*This is part 1 of a series explaining what is Harmonic number and it's connection with Zeta
functions. The post is written as a Jupyter notebook with Julia kernel. You can download it
here.*

None

## Harmonic number¶

If you took some discrete math courses, you have probably seen this sum $$ \newcommand{\Bold}[1]{\mathbf{#1}}{\sum_{i=1}^{m} \frac{1}{i}} $$ This is called the $m$-th Harmonic number and is often written as $H_m$.

Why should we care? Well, for one thing, if there $10$ different coupons, and the type you can is uniform at random whenever you buy one, then on average you need to buy to get all of them is $$ \newcommand{\Bold}[1]{\mathbf{#1}}{\sum_{i=0}^{m-1} \frac{m}{m-i}} = m H_{m} $$ This is the famous coupon collectors problem 🎉️.

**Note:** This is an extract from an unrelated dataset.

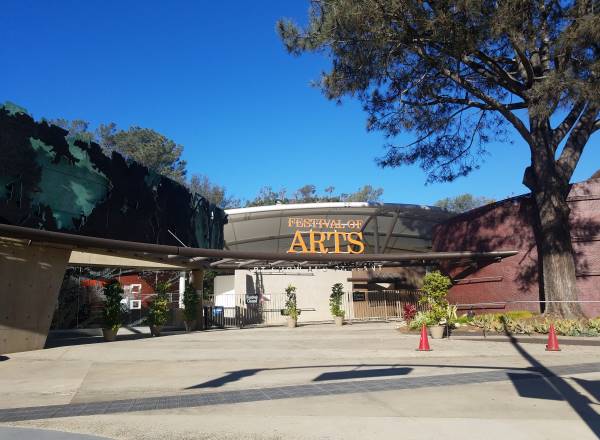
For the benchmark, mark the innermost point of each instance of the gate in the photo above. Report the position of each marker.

Let's see how we can compute and approximate this in Julia.
But first, Julia is not a CAS (computer algebra system).
But fortunately, we have `SymPy.jl`

.
It allows us to use `SymPy`

, a CAS written entirely in Python. A good source of learning to use `SymPy.jl`

is Symbolic math with julia.

Of course you will need to install Python and `SymPy`

itself first. And to run this notebook, you also need to add the following Julia packages.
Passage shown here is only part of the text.